I’m not gonna lie. I’m a little salty about it. I did the best work of my career there, but both it and my near future were so easily discarded over money that they actually do still have in the bank. And it was done ambush-style, while people slept. The only other time I’ve ever been laid off, in 2018 at Mutual Mobile, was done in person, to my face. It wasn’t fun, but I understood that. MM was a bootstrapped company at the time, and it couldn’t sustain itself when contracts wrapped up and they didn’t have enough work cued up. It definitely sucked and was embarrassing to be escorted out the door, but I respect how they did it way more than I do the way tech companies, especially public ones, handle it today. And it seems like they don’t even pay a penalty for it, either.
Except maybe BigCommerce. They weren’t rewarded by the market at all, not by the layoffs, and the Q4 earnings did nothing for them either. The stock drifted downward even further in the last week after earnings.
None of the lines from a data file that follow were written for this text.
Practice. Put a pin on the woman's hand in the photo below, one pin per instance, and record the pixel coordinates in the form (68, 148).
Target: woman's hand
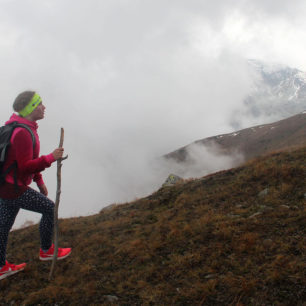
(58, 153)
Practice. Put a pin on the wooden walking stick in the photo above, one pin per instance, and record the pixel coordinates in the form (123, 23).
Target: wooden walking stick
(58, 194)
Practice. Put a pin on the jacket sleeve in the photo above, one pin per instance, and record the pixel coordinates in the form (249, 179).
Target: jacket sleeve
(23, 147)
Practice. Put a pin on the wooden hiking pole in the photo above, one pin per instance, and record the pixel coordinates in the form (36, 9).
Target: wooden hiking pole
(58, 194)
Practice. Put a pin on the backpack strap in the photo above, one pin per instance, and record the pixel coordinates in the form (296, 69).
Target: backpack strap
(16, 124)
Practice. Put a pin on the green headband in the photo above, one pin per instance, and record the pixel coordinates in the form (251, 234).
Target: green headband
(31, 106)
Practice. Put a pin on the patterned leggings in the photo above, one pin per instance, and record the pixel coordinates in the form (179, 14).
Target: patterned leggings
(29, 200)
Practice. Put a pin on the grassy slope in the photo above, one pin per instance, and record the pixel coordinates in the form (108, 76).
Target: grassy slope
(192, 244)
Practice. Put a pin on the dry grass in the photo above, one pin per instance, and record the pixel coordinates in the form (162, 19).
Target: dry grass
(208, 241)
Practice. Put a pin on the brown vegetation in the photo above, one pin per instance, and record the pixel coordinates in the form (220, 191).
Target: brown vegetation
(236, 237)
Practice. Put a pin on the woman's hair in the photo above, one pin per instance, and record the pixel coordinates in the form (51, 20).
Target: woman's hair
(22, 100)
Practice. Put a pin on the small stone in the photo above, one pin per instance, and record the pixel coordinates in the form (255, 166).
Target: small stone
(210, 276)
(255, 215)
(285, 206)
(267, 243)
(172, 180)
(111, 298)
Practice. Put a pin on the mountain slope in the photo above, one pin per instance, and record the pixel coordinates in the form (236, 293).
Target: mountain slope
(235, 237)
(254, 141)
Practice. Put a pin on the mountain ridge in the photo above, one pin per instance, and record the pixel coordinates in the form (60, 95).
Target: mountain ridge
(252, 142)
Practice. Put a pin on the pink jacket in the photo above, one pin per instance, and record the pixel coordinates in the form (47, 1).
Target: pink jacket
(28, 162)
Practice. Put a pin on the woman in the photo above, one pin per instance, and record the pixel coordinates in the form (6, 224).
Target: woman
(15, 193)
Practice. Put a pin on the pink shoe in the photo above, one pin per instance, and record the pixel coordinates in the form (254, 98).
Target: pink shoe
(61, 254)
(10, 269)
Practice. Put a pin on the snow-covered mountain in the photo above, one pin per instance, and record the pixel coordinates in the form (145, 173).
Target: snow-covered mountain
(279, 92)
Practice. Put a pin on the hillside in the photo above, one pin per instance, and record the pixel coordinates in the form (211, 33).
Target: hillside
(236, 237)
(254, 141)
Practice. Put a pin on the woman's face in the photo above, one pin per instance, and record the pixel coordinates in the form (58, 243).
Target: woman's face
(39, 112)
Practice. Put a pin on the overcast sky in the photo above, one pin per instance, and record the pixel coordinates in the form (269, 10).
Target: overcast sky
(130, 80)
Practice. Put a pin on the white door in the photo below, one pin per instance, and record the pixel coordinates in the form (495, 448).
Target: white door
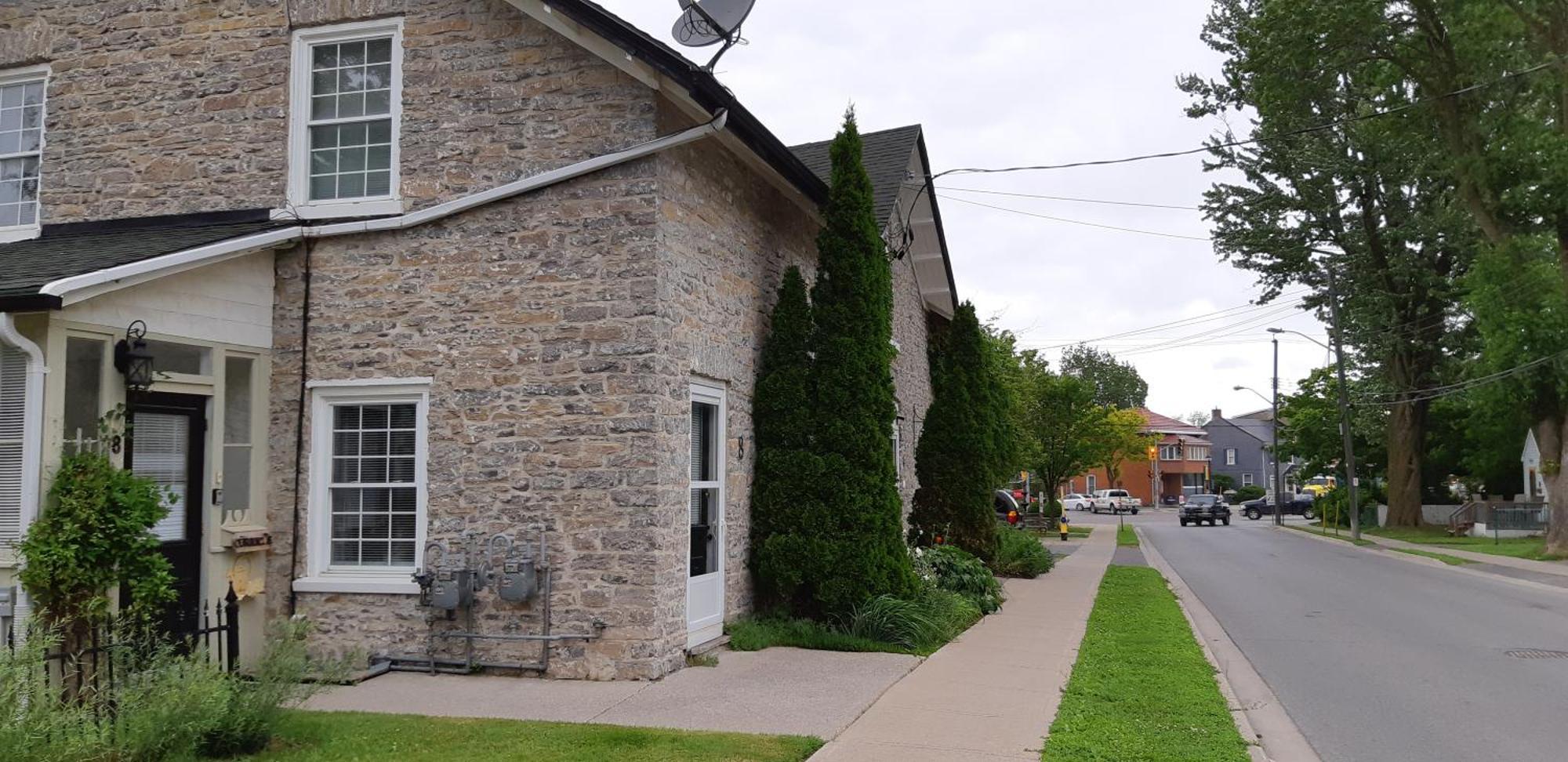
(706, 572)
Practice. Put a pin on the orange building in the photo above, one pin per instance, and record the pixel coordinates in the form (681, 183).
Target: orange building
(1180, 470)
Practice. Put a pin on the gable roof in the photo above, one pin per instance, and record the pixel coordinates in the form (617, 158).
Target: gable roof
(74, 249)
(1169, 426)
(887, 158)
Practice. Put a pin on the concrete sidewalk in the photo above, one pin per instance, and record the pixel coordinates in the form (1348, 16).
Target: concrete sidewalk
(780, 691)
(992, 694)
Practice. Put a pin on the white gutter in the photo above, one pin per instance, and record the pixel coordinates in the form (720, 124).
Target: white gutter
(32, 444)
(87, 286)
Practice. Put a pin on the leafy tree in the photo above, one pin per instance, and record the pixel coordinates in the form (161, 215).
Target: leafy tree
(852, 374)
(960, 459)
(1117, 385)
(1122, 438)
(788, 515)
(1061, 426)
(1374, 192)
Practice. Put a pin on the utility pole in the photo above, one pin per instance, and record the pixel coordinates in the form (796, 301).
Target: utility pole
(1276, 454)
(1345, 405)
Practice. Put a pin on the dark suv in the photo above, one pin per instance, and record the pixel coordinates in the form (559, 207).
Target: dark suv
(1205, 509)
(1298, 506)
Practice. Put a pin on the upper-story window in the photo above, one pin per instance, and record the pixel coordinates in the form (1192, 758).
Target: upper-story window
(21, 151)
(347, 106)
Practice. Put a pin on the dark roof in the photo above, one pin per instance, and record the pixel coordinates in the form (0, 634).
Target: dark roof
(887, 159)
(76, 249)
(703, 87)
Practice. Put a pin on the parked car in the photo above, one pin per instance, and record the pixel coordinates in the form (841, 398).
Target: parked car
(1298, 506)
(1114, 501)
(1205, 509)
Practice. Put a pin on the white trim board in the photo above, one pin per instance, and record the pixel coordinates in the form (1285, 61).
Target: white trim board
(85, 286)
So not only did they eliminate my job (but not the position itself, they kept my team and moved someone else onto it), but also all my not yet vested equity, and put a timer on what was vested that expires at 3pm today. Whatever options I had vested, I can still do something with, but the rest was just gone. The *vast* majority of my options are underwater right now, by $1.50. This is the part that is heartbreaking to me – that was my retirement one day, and unless some miracle happens in the next few hours, it’s completely worthless. Until the layoff, I had until 2030 to act on them, so I thought there was still plenty of time. I thought that especially with what we were wanting to do with technologies like AI and Catalyst, they would be worth something by then.
I do still have a small number of options that aren’t underwater, and today is my last opportunity to sell those for whatever I can get. And then I’ll be done with BigCommerce for good. (I do have a small number of stock too, but I’ll be looking to unload those eventually, once they all pass through to long term gains territory. But mentally, I check out today.)
Enough with the past. The future looks a lot more interesting.
WHAT'S WITH ALL THE LAYOFFS LATELY?
People try to blame AI for all the layoffs in tech, but I think it’s something else entirely. Eventually, AI will come for jobs, but what’s happening now is entirely about money. Companies, profitable and not, can no longer get cheap money for growth. That’s it.
Especially if they’re a public company, where it seems like shareholders are infinitely more important than employees (regardless if we’re one and the same). It’s a sad development, that seems to be particularly cruel in the tech industry.
I heard Ben Thompson and Om Malik discussing on Ben’s Stratechery podcast how so many large tech companies have become critical to the funds used for almost everyone’s 401k, which gives the industry a large impact on essentially the Economy itself. I’m no analyst or economist, but this feels like it has a lot of truth to it.
I got laid off unexpectedly back in November from my job managing a mobile apps team. Having been a hiring manager myself, I always felt terrible having to reject a candidate, because it felt like closing a door in someone’s face. Now being on the other side, I can confirm it does feel quite shitty.